I don't think agile itself made all the promises that large projects wanted. However it made a few and then consultants seeing money jumped in and made more promises. Often agile couldn't deliver on the promises because there is good reason large projects can't allow engineers control over some of the things agile demanded engineers control.

Everyone wants to throw out Agile. However I don't see anything to replace it.

1 comments

> That doesn't mean agile is bad just that it wasn't the "silver bullet" management wanted.

Managers didn't want to be eliminated? Who'd a thunk it. Which is also why Agile is oft considered "bad" as management by and large never actually walked away, they just pushed some of workload off onto developers under the guise of "Agile" and half-ass adopted tools designed for a flat organizational structure in a hierarchical structure with all of the impedance mismatches to go along with that.

> Everyone wants to throw out Agile. However I don't see anything to replace it.

It's not so much that anyone, non-manager at least, wants to throw out Agile per se, but in this high (relatively, at least) interest rate environment there is more of a crackdown on the work people are doing, so managers are trying to reel back in the boring work they earlier tried to outsource onto developers in order to continue to justify their jobs. That is what has replaced it, so to speak.

Upper management wants to get things done (and their golf game/whatever they do). They see software is expensive, late, and buggy.

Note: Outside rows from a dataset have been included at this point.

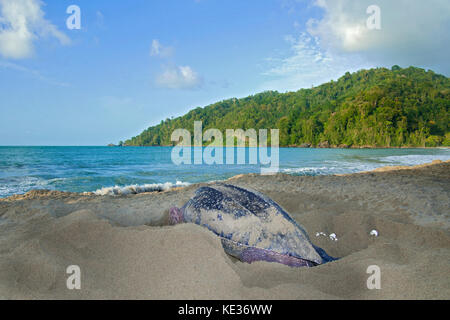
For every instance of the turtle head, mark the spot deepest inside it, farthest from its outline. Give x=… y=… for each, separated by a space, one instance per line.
x=175 y=216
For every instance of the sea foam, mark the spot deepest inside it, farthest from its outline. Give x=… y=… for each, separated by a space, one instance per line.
x=135 y=189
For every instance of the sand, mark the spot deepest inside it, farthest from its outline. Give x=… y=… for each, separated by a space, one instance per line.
x=126 y=250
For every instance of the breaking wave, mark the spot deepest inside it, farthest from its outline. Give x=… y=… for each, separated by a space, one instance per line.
x=135 y=189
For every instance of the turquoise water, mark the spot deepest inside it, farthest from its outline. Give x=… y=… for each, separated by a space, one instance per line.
x=80 y=169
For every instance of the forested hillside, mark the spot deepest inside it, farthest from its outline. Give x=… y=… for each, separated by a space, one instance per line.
x=374 y=108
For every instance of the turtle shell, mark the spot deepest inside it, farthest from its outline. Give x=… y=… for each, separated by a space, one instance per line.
x=248 y=219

Each middle manager wants to be the person who delivers and thus gets a promotion (eventually leading to upper management). If they eliminate other middle managers on the way that is okay (depending on politics of course).

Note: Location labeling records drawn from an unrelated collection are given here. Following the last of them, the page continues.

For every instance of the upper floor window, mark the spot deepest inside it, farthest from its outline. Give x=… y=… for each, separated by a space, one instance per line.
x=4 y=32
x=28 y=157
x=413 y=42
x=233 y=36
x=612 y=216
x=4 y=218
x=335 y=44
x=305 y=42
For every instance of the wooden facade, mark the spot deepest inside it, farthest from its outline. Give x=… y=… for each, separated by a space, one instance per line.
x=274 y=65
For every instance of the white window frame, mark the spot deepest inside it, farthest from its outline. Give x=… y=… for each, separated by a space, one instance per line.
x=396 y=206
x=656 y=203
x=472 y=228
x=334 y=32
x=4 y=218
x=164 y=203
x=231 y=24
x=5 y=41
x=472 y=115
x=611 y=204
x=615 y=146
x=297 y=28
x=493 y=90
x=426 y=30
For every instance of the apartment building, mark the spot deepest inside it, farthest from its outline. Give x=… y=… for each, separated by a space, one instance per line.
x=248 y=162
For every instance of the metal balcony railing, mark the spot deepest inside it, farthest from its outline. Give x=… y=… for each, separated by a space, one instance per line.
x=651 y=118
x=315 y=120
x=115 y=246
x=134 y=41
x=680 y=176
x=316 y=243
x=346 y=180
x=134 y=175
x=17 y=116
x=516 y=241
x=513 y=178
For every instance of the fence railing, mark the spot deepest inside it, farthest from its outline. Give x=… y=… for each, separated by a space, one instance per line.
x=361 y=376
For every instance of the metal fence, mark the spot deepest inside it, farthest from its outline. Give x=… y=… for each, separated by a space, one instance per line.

Yes, you bring up a good point about the other practical issue with adopting Agile. It says that the developers and the business people need to work together daily, as becomes necessary when there isn't a manager to act as the go-between, but as you point out the business people in reality just want to play golf, not become shared participants in the development process.

But, again, Agile is pretty clear that it requires special people. It was never meant for everyone. To observe it in a light where it is applicable to all organizations violates its very existence.